J. B. Danilevich received honorary degrees from institutions of higher learning including doctor of technical science, academician of Russian Academy of Sciences, Senior Member, IEEE, doctor Honoris Causa (Krakow Polytechnic University), the head of laboratory power and ecology of Institute of Silicate Chemistry RAS, guide of power and renewable energy. His special fields of interest include new methods of mathematical modeling of the electromechanical energy convertors, joint consideration both electromagnetic, thermal and mechanical problems, the solution of the problem of the abnormal operation of the generators in power systems, creating of a new local energy sources for integrated energy production.

Victor N. Antipov was born in Voronezh in the Soviet Union, on April 10, 1940. He graduated from Leningrad Polytechnic Institute.

His employment experience included Institute electromechanics ASSU, Institute of electric machine industry, Division of Electric and Power engineering problems RAS, Electrophysics and Power engineering Institute RAS, Institute of Silicate Chemistry RAS.

V. N. Antipov received honorary degrees from institutions of higher learning including doctor of technical science, Member IEEE, leading scientist associate of laboratory power and ecology of Institute of Silicate Chemistry RAS. His special fields of interest include electrical machines and drives, renewable energy.

Irina Yu. Kruchinina was born in Bryansk in the Soviet Union, on June 15, 1961. She graduated from Leningrad Polytechnic Institute.

I. Yu. Kruchinina received honorary degrees from institutions of higher learning including candidate of science, Member, IEEE, deputy director of Institute of Silicate Chemistry RAS.

Her special fields of interest include electrical machines, renewable energy, new construction materials.

Yuvenaliy Ph. Khozikov was born in Cheboksary in the Soviet Union, on October 26, 1943. He graduated from Leningrad Polytechnic Institute.

His employment experience includes Institute electromechanics ASSU, Institute of electric machine industry, Division of Electric and Power engineering problems RAS, Electrophysics and Power engineering Institute RAS, Institute of Silicate Chemistry RAS.

Yu. Ph. Khozikov is a senior staff scientist associate of laboratory power and ecology of Institute of Silicate Chemistry RAS.

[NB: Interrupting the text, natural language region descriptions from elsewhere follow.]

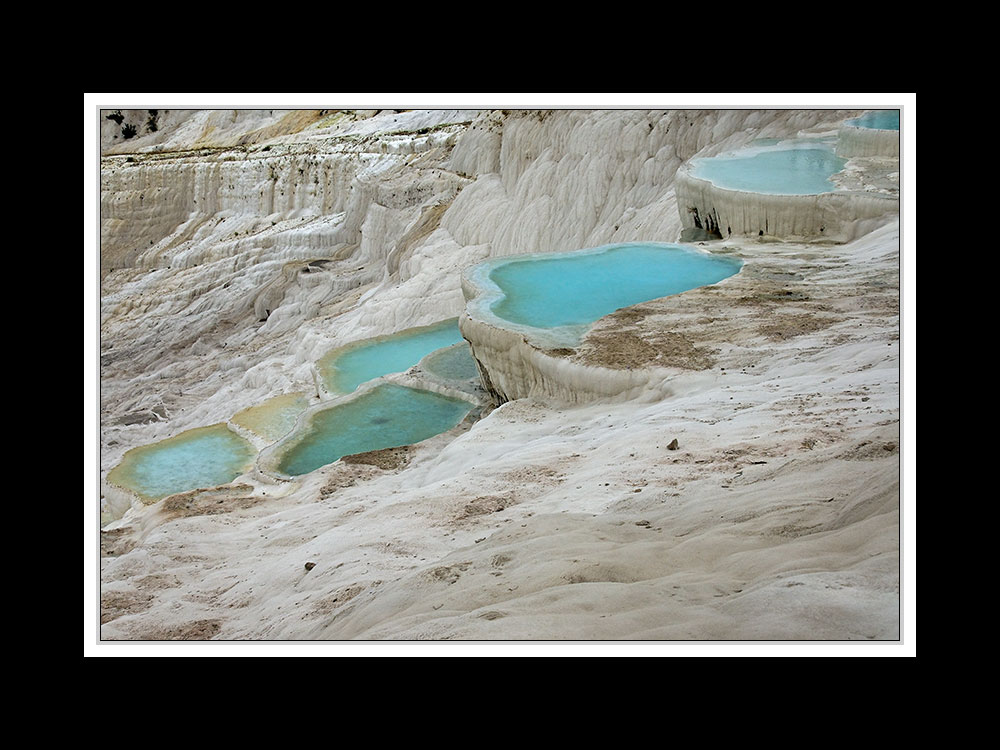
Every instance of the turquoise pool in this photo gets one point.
(881, 119)
(203, 457)
(577, 288)
(453, 363)
(386, 416)
(787, 168)
(344, 369)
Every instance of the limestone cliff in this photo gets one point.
(237, 247)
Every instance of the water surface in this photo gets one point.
(573, 289)
(344, 369)
(882, 119)
(782, 169)
(387, 416)
(203, 457)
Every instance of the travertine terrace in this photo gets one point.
(723, 465)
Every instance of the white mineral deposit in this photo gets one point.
(720, 467)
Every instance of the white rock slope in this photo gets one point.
(238, 248)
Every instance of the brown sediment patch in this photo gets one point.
(210, 502)
(621, 350)
(196, 630)
(872, 450)
(769, 295)
(344, 474)
(338, 599)
(536, 474)
(116, 542)
(486, 504)
(788, 326)
(115, 604)
(386, 458)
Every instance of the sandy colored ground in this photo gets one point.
(760, 505)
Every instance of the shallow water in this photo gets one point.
(275, 417)
(344, 369)
(203, 457)
(386, 416)
(883, 119)
(783, 169)
(573, 289)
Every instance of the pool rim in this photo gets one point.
(796, 143)
(269, 457)
(482, 292)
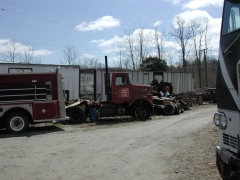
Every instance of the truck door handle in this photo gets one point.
(229, 53)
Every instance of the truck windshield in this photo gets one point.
(130, 78)
(231, 17)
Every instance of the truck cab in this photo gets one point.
(125, 98)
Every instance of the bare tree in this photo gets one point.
(159, 41)
(197, 38)
(11, 53)
(70, 55)
(128, 43)
(182, 34)
(120, 56)
(27, 55)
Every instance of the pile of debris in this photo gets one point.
(165, 101)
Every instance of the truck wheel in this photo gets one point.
(182, 108)
(76, 115)
(16, 123)
(169, 109)
(140, 111)
(177, 109)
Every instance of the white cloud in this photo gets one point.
(86, 56)
(99, 24)
(157, 23)
(196, 4)
(175, 2)
(5, 44)
(108, 43)
(42, 52)
(195, 15)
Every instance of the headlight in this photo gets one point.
(220, 120)
(223, 121)
(216, 119)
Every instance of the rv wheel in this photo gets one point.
(16, 123)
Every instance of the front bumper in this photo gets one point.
(227, 156)
(228, 164)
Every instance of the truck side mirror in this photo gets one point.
(107, 84)
(124, 81)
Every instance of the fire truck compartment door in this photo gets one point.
(46, 110)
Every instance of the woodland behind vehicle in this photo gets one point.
(227, 117)
(39, 97)
(209, 94)
(123, 99)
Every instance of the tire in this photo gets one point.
(182, 108)
(17, 123)
(76, 115)
(169, 109)
(177, 109)
(140, 111)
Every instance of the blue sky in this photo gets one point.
(93, 27)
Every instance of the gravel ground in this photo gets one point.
(165, 147)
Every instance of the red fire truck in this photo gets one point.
(29, 99)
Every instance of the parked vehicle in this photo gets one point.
(29, 99)
(227, 117)
(208, 94)
(123, 99)
(39, 97)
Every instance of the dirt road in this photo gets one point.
(121, 150)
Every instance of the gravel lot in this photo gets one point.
(165, 147)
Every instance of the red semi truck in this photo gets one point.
(123, 99)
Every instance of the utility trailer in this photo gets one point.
(29, 99)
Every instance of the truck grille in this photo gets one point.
(230, 140)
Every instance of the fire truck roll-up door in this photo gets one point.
(46, 110)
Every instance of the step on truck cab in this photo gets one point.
(125, 98)
(29, 99)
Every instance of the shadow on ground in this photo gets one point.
(32, 131)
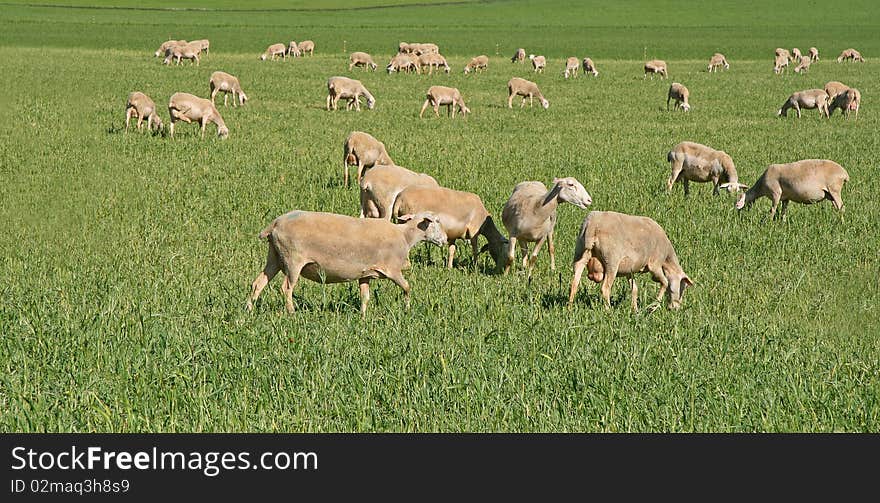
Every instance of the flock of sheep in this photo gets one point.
(400, 208)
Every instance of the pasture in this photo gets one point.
(126, 258)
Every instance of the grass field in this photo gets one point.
(126, 258)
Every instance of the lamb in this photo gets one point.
(141, 106)
(530, 216)
(656, 66)
(462, 216)
(809, 99)
(307, 46)
(538, 63)
(442, 95)
(350, 89)
(589, 67)
(168, 45)
(572, 65)
(680, 94)
(807, 182)
(188, 51)
(364, 151)
(613, 244)
(331, 248)
(227, 84)
(525, 88)
(804, 64)
(477, 64)
(274, 51)
(850, 54)
(361, 59)
(717, 61)
(188, 108)
(381, 185)
(695, 162)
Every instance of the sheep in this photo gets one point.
(589, 67)
(850, 54)
(807, 182)
(679, 94)
(442, 95)
(695, 162)
(273, 51)
(361, 59)
(525, 88)
(529, 216)
(462, 216)
(188, 51)
(572, 65)
(350, 89)
(331, 248)
(188, 108)
(477, 64)
(167, 45)
(717, 61)
(538, 63)
(809, 99)
(847, 101)
(381, 185)
(141, 106)
(804, 64)
(226, 83)
(364, 151)
(613, 244)
(656, 66)
(307, 46)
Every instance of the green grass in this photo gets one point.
(126, 258)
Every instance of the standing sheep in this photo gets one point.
(530, 217)
(807, 182)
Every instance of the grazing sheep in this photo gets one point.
(477, 64)
(717, 61)
(525, 88)
(695, 162)
(364, 151)
(847, 101)
(227, 84)
(529, 216)
(307, 46)
(442, 95)
(274, 51)
(141, 106)
(462, 216)
(168, 45)
(538, 63)
(572, 65)
(804, 64)
(615, 244)
(656, 66)
(850, 54)
(807, 182)
(361, 59)
(680, 94)
(350, 89)
(330, 248)
(809, 99)
(188, 108)
(381, 185)
(589, 67)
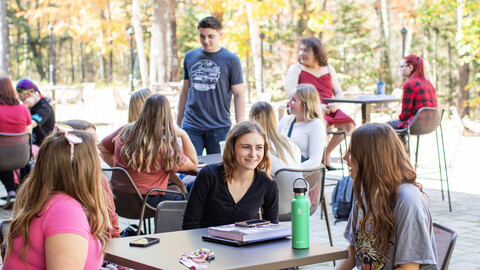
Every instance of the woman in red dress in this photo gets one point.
(313, 68)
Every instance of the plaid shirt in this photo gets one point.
(416, 95)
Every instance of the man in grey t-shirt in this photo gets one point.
(212, 75)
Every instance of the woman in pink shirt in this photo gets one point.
(14, 118)
(61, 208)
(150, 149)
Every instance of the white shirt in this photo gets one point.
(309, 136)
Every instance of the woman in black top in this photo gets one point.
(235, 189)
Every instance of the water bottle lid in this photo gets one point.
(299, 188)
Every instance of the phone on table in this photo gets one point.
(252, 223)
(144, 242)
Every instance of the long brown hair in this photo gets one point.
(237, 131)
(55, 172)
(8, 96)
(153, 134)
(262, 113)
(383, 165)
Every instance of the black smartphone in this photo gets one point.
(144, 242)
(252, 223)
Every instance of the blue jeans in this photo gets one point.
(207, 139)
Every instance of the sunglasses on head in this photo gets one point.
(71, 138)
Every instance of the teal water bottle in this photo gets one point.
(300, 217)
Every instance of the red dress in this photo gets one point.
(323, 84)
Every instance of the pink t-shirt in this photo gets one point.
(143, 180)
(61, 214)
(14, 118)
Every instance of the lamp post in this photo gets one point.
(51, 67)
(262, 37)
(404, 33)
(130, 77)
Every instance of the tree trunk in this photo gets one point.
(385, 68)
(172, 51)
(463, 69)
(3, 38)
(72, 67)
(139, 40)
(158, 42)
(255, 44)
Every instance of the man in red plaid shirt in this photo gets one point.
(418, 92)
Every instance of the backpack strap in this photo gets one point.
(291, 128)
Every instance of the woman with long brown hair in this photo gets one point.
(60, 217)
(236, 189)
(14, 118)
(390, 226)
(418, 92)
(150, 149)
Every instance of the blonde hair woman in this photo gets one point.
(235, 189)
(390, 215)
(60, 217)
(305, 126)
(283, 153)
(150, 149)
(136, 103)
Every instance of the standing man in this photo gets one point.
(211, 75)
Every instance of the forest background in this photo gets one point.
(91, 39)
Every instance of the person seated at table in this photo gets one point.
(305, 125)
(390, 225)
(313, 68)
(42, 113)
(60, 218)
(114, 231)
(14, 118)
(236, 189)
(150, 149)
(136, 103)
(283, 152)
(418, 92)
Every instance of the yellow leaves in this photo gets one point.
(319, 22)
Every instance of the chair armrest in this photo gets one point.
(184, 195)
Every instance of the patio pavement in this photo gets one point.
(100, 108)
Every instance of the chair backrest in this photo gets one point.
(445, 241)
(426, 120)
(15, 150)
(285, 178)
(4, 226)
(128, 200)
(169, 216)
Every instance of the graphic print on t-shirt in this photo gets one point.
(204, 75)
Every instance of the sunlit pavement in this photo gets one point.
(100, 108)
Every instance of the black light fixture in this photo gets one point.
(404, 34)
(51, 67)
(130, 33)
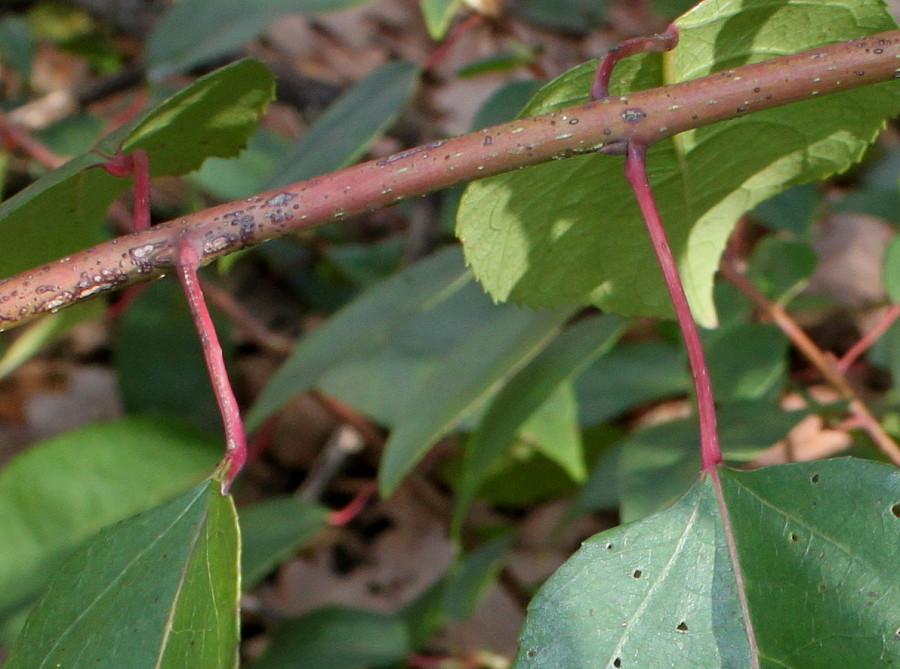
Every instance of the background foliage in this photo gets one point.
(498, 435)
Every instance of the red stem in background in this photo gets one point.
(636, 173)
(140, 165)
(661, 42)
(869, 338)
(455, 33)
(235, 439)
(816, 357)
(644, 117)
(340, 517)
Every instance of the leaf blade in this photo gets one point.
(571, 233)
(146, 576)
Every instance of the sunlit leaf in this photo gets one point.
(56, 494)
(158, 590)
(816, 543)
(571, 231)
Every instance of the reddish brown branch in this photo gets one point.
(645, 117)
(869, 338)
(636, 173)
(822, 362)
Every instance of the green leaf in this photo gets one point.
(631, 374)
(793, 211)
(658, 463)
(468, 579)
(236, 178)
(176, 44)
(337, 638)
(62, 212)
(34, 337)
(214, 116)
(59, 492)
(570, 230)
(816, 542)
(524, 394)
(159, 361)
(621, 600)
(575, 16)
(349, 126)
(159, 590)
(746, 361)
(365, 326)
(272, 530)
(438, 15)
(457, 383)
(16, 46)
(891, 269)
(781, 268)
(553, 430)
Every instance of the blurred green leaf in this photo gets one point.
(506, 341)
(438, 15)
(891, 269)
(793, 211)
(746, 361)
(525, 393)
(236, 178)
(575, 16)
(368, 325)
(349, 126)
(553, 430)
(56, 494)
(781, 268)
(158, 590)
(337, 638)
(629, 375)
(16, 45)
(468, 579)
(176, 45)
(272, 530)
(159, 361)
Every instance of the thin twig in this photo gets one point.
(444, 47)
(636, 172)
(816, 357)
(664, 41)
(235, 439)
(259, 333)
(873, 335)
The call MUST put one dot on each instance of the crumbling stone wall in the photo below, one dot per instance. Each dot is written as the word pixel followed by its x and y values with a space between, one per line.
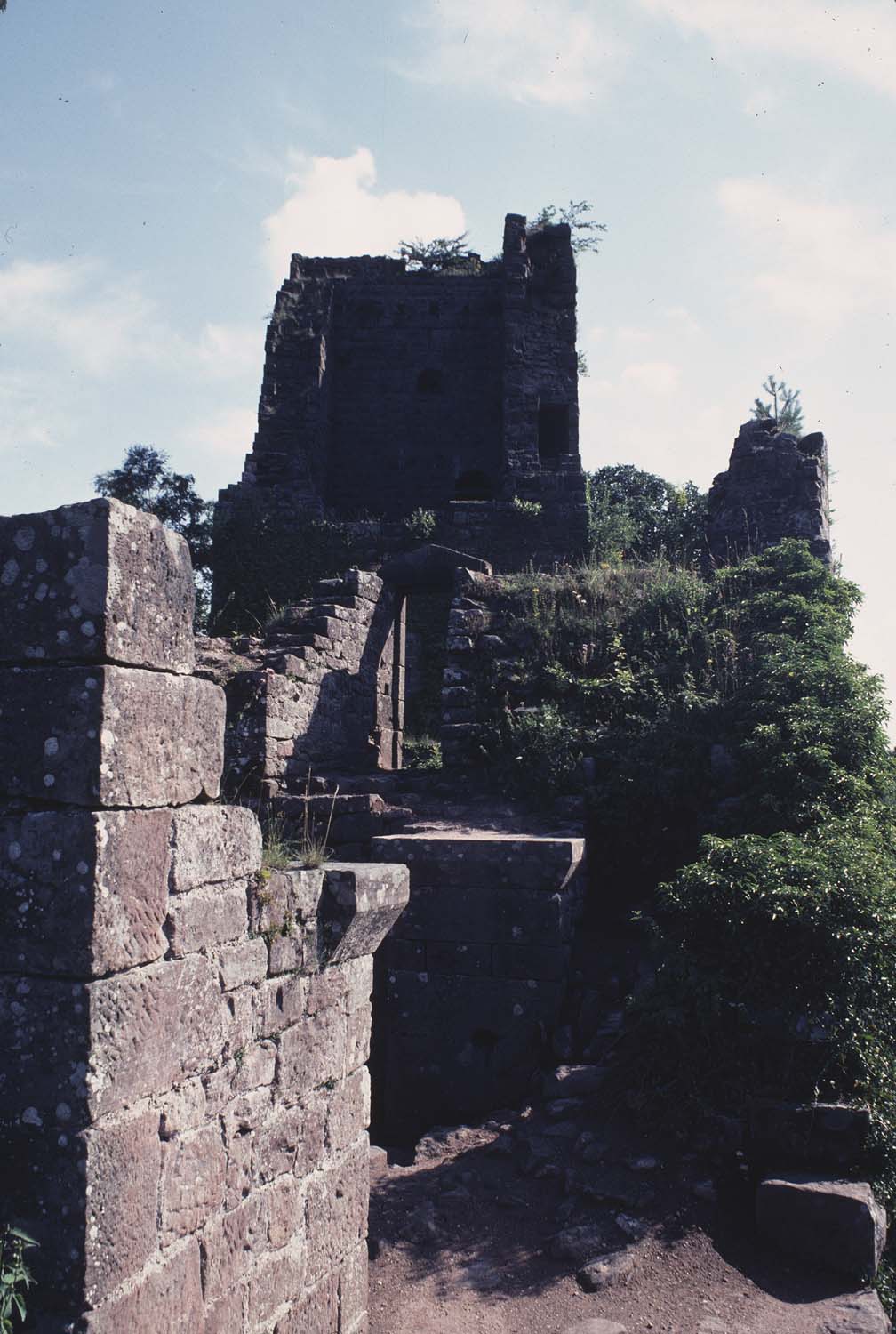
pixel 775 487
pixel 387 390
pixel 474 976
pixel 325 691
pixel 183 1090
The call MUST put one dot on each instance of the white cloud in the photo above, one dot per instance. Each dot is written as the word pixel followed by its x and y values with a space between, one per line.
pixel 811 258
pixel 652 376
pixel 226 434
pixel 96 323
pixel 551 52
pixel 852 37
pixel 333 210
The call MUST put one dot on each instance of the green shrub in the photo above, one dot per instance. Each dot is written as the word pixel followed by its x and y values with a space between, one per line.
pixel 421 752
pixel 15 1275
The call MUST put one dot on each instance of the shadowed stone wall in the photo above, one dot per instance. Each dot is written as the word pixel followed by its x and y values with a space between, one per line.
pixel 183 1093
pixel 775 487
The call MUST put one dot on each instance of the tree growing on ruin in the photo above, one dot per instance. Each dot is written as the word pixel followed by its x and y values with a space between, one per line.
pixel 586 232
pixel 146 482
pixel 783 407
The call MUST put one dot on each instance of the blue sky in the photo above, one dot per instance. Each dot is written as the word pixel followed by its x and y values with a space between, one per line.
pixel 159 163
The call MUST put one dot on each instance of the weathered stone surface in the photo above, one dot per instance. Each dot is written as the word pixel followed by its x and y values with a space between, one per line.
pixel 109 735
pixel 573 1081
pixel 605 1270
pixel 429 566
pixel 832 1224
pixel 348 1110
pixel 192 1182
pixel 315 1313
pixel 242 963
pixel 83 893
pixel 213 843
pixel 775 487
pixel 338 1209
pixel 276 1281
pixel 167 1297
pixel 858 1313
pixel 359 904
pixel 352 1288
pixel 176 1000
pixel 311 1053
pixel 829 1136
pixel 95 582
pixel 208 917
pixel 122 1169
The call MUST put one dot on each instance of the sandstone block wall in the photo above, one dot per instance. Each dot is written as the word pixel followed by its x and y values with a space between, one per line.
pixel 325 693
pixel 183 1096
pixel 775 487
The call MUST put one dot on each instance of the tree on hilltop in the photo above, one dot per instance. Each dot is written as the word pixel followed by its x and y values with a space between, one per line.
pixel 784 407
pixel 146 482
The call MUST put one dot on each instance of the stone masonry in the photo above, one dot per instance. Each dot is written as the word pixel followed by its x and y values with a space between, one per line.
pixel 387 390
pixel 322 688
pixel 184 1093
pixel 474 976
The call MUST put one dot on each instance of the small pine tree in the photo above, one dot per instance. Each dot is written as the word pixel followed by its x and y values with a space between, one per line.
pixel 586 231
pixel 784 407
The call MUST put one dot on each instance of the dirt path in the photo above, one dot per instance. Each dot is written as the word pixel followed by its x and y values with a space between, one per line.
pixel 461 1243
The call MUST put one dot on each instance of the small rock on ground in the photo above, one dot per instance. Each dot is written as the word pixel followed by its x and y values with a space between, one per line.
pixel 595 1326
pixel 605 1270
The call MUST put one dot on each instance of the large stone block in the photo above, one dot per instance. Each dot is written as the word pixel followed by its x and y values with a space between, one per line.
pixel 168 1297
pixel 359 904
pixel 204 918
pixel 109 735
pixel 83 893
pixel 213 843
pixel 192 1182
pixel 95 582
pixel 836 1225
pixel 338 1203
pixel 231 1243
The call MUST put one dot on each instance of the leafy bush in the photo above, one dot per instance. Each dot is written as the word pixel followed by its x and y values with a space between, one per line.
pixel 640 517
pixel 15 1275
pixel 421 752
pixel 420 526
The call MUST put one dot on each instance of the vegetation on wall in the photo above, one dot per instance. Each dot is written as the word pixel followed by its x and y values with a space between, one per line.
pixel 144 480
pixel 735 757
pixel 639 517
pixel 269 559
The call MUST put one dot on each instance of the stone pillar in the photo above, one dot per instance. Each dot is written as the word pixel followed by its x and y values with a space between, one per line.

His special fields of interest include electromechanics, mathematical modeling of electromagnetic, thermal and mechanical problems.

Lubov Yu. Shtainle was born in Leningrad in the Soviet Union on March 25, 1976. She graduated from Leningrad Polytechnic Institute.

Her employment experience includes Institute of electric machine industry, Division of Electric and Power engineering problems RAS, Electrophysics and Power engineering Institute RAS, Institute of Silicate Chemistry RAS.

Her special fields of interest include synchronous machines.

Anna A. Ponomareva was born in Shevchenko (Aktau) in Kazakhstan on October 23, 1985. She graduated from St. Petersburg Polytechnic University.

Her employment experience included Institute of Silicate Chemistry RAS. Her special fields of interest include synchronous machines.